Situações que hoje oprimem certas categorias podem ser universalizadas e o Judiciário não terá condições de processar e julgar todas as ações trabalhistas. No limite, poderemos ter novos protestos sociais, quando milhões de trabalhadores perceberem que perderam salários e garantias e nem mesmo podem reclamar com o patrão.

Isso sem contar que o Plano Temer para a economia inclui a aprovação pelo Congresso Nacional de uma proposta de emenda constitucional para limitar o crescimento dos gastos com educação e saúde à inflação. Se com os recursos de hoje a qualidade do serviço público segue insuficiente para a garantia da dignidade da população mais pobre, imagine quando investimentos forem cortados. Será um salto no sentido de cristalizar o desrespeito aos direitos fundamentais.

E sem esquecer que a própria política de valorização do salário mínimo nacional (um cálculo que considera a inflação e a variação do PIB) está na mira da equipe econômica do governo e, ao que tudo indica, deverá ser analisado pelo Congresso. Há propostas para que os pensionistas que recebam o mínimo passem a ganhar um aumento menor do que os trabalhadora da ativa.

O salário mínimo mensal necessário para manter dois adultos e duas crianças deveria ser de R$ 3.716,77 – em valores de abril de 2016 (última previsão disponível). O cálculo é feito, mês a mês desde 1994, pelo Dieese (Departamento Intersindical de Estatística e Estudos Econômicos). Hoje, o mínimo é de 880 jujubas.

Para tanto, considera o que prevê a Constituição, ou seja: “salário mínimo fixado em lei, nacionalmente unificado, capaz de atender às suas necessidades vitais básicas e às de sua família, como moradia, alimentação, educação, saúde, lazer, vestuário, higiene, transporte e previdência social, reajustado periodicamente, de modo a preservar o poder aquisitivo, vedada sua vinculação para qualquer fim”.

Mas como todos sabemos, infelizmente o belo artigo 7º, inciso IV, da Constituição Federativa do Brasil, que trata dessa questão, é uma piada mais engraçada do que aquela do papagaio gaúcho que passava trote em Macapá.

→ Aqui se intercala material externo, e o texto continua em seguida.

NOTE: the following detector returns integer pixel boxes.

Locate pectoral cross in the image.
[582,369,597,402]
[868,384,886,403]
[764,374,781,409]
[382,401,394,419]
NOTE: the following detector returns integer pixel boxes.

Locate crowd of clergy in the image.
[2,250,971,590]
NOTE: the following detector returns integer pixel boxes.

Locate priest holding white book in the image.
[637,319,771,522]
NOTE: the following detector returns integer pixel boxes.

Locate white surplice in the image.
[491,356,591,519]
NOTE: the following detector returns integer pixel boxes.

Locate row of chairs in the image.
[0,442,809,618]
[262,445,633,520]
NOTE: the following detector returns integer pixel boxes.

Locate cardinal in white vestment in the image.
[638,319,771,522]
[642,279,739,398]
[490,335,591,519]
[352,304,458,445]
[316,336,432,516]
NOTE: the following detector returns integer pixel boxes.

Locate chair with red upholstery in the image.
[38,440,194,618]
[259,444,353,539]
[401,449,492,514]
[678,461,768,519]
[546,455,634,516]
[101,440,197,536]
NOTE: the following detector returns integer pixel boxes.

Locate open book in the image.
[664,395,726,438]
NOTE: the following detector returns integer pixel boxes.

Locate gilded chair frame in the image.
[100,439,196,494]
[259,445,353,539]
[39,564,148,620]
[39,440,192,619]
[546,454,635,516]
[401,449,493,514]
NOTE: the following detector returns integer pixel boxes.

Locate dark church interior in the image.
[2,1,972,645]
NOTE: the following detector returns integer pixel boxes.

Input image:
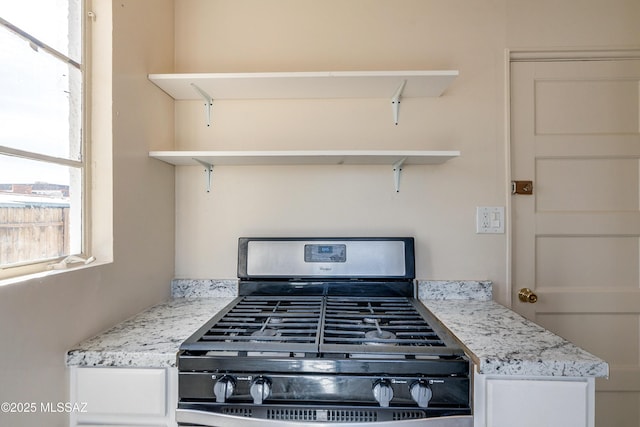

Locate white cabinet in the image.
[473,372,595,427]
[69,366,596,427]
[69,367,178,427]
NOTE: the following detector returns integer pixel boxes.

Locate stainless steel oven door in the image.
[176,409,473,427]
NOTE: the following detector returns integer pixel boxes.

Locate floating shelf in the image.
[148,70,458,100]
[149,150,460,192]
[148,150,460,166]
[148,70,458,125]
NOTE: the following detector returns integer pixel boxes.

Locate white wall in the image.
[0,1,175,426]
[172,0,639,306]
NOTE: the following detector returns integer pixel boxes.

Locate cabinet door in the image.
[70,367,178,427]
[75,368,166,416]
[483,378,590,427]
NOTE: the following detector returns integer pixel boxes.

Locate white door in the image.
[511,58,640,427]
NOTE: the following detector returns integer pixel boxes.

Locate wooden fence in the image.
[0,206,69,266]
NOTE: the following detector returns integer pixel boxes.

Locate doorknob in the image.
[518,288,538,303]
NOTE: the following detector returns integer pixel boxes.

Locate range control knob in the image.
[372,379,394,408]
[213,375,236,403]
[250,376,272,404]
[410,380,433,408]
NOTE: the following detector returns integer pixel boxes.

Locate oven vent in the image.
[393,410,425,420]
[222,407,253,417]
[267,409,318,421]
[327,410,378,422]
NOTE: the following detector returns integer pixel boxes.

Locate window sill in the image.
[0,258,112,288]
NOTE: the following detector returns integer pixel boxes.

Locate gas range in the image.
[176,238,472,427]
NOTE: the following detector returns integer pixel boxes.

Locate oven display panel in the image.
[304,244,346,263]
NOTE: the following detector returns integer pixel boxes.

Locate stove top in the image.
[180,294,463,358]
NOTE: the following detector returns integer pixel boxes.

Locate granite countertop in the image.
[422,300,608,377]
[66,283,236,367]
[66,279,608,378]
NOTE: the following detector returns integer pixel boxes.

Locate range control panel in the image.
[180,372,469,409]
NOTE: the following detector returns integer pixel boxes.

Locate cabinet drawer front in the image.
[75,368,166,416]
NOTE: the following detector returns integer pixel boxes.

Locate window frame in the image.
[0,1,91,280]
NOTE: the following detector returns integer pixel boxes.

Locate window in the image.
[0,1,87,277]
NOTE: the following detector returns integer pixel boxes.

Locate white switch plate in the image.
[476,206,505,234]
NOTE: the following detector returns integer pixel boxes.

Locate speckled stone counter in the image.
[422,299,607,377]
[417,280,608,378]
[67,279,608,378]
[66,296,235,368]
[171,279,237,298]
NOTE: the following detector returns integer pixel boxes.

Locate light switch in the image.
[476,207,505,234]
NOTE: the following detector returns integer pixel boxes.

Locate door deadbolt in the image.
[512,181,533,195]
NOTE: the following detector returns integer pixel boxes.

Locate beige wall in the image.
[0,1,175,426]
[506,0,640,48]
[172,0,639,306]
[173,0,510,302]
[0,1,637,426]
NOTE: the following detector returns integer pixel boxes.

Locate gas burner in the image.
[364,329,397,345]
[250,328,281,341]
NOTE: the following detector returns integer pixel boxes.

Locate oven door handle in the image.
[176,409,473,427]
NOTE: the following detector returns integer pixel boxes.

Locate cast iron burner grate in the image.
[322,296,445,348]
[193,296,323,352]
[182,295,453,356]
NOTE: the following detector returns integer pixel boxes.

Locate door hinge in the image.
[511,180,533,195]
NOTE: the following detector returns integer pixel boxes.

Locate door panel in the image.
[511,59,640,427]
[536,158,639,211]
[535,79,639,134]
[536,236,639,288]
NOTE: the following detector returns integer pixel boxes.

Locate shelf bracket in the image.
[191,83,214,127]
[194,158,214,192]
[393,158,406,192]
[391,80,407,125]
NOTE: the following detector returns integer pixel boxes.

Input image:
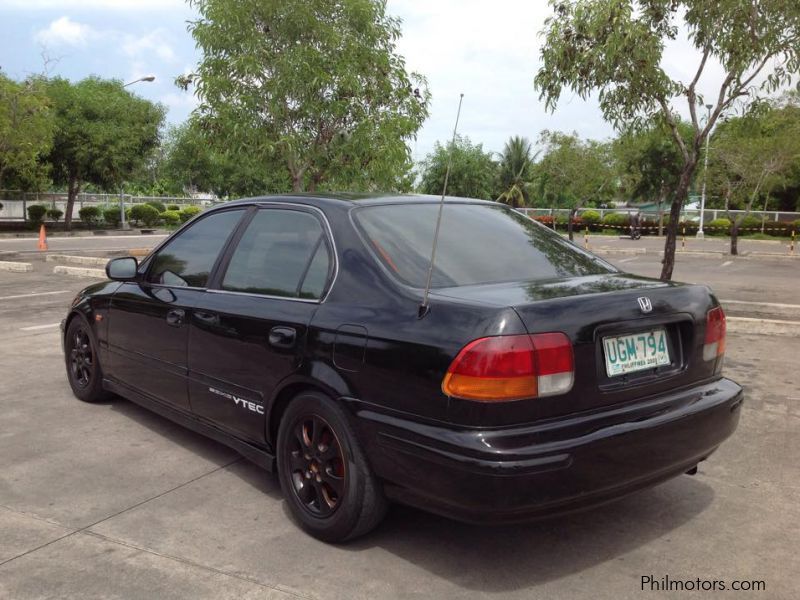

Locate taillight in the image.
[703,306,726,362]
[442,333,574,402]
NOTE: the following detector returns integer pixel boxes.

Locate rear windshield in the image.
[353,203,615,288]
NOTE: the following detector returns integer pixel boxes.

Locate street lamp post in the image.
[119,76,155,229]
[123,75,155,88]
[697,103,713,239]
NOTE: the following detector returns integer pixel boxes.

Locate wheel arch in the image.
[267,377,351,448]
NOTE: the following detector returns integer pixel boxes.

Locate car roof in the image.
[215,193,497,210]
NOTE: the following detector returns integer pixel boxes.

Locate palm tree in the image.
[497,136,536,207]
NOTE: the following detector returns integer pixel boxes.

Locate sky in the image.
[0,0,735,161]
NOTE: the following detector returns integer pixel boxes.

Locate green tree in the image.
[185,0,430,193]
[418,135,498,200]
[46,77,166,229]
[160,120,290,198]
[0,73,53,191]
[532,130,615,240]
[707,95,800,254]
[497,136,536,207]
[535,0,800,280]
[612,119,693,235]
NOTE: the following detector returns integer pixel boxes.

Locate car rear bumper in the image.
[351,377,743,523]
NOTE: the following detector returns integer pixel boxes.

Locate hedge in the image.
[160,210,181,226]
[46,207,63,222]
[101,206,121,228]
[27,204,48,223]
[706,218,731,235]
[145,200,167,214]
[129,204,160,227]
[602,213,630,228]
[581,210,601,231]
[178,205,202,223]
[78,206,102,228]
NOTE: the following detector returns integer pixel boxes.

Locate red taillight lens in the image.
[703,306,726,362]
[442,333,574,402]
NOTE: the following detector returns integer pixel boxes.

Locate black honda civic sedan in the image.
[62,194,742,542]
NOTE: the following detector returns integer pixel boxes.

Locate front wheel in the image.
[276,391,387,542]
[65,316,111,403]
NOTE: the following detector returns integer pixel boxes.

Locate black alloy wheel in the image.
[69,326,94,388]
[287,414,346,518]
[277,391,387,542]
[65,316,111,403]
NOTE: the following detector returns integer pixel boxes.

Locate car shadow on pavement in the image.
[108,396,715,594]
[346,476,716,593]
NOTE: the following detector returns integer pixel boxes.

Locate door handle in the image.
[194,311,220,327]
[166,308,185,327]
[269,326,297,349]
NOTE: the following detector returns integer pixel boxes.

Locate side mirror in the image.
[106,257,139,281]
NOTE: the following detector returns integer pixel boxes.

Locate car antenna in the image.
[419,93,464,319]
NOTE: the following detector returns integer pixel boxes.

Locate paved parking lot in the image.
[1,253,799,599]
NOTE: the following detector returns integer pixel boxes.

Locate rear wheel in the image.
[65,317,111,403]
[276,391,387,542]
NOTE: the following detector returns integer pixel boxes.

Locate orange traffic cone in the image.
[38,223,48,251]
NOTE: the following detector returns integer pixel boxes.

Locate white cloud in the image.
[34,16,94,47]
[122,30,178,64]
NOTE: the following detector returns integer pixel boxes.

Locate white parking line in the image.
[721,260,733,267]
[0,290,70,301]
[618,257,638,263]
[19,322,61,331]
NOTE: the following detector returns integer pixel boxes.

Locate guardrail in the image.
[517,207,800,223]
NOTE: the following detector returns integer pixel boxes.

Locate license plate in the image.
[603,329,670,377]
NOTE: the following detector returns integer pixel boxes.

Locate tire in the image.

Apenas para efeito de comparação, um deputado federal ou senador recebe, hoje, 38,4 salários mínimos/mês, fora as ajudas de custo para o seu trabalho. Passará a ganhar 44,7 salários/mês.

Você pode dizer que este texto é pura demagogia porque os cortes na educação e saúde, por exemplo, não seriam compensados por um não-aumento de deputados e senadores. Claro que não. Mas o fato da base do governo interino no Congresso Nacional nem discutir que o sacrifício para a saída da crise deva ser maior entre os mais ricos do que entre os mais pobres diz muito sobre para quem eles trabalham. Certamente não é o povão de onde vem o grosso do seu salário – excluindo Caixa 2 e propinas, claro.

Pode ser. Mas a deles é maior. O fato é que a elite política segue desfilando nua. No máximo veste um tapa-sexo com os dizeres: “Foi você que me colocou aqui”.

E aí, tem gente que reclama, tem gente que comemora e tem gente que pede uma salva de palmas ao Congresso – como o presidente interino Michel Temer, comemorando a aprovação de uma pauta de gastos extras no valor de R$ 58 bilhões até 2019.

O triste é que, no final, o grande tema de debate nacional não seja esse, mas quem matou quem na novela das 21h.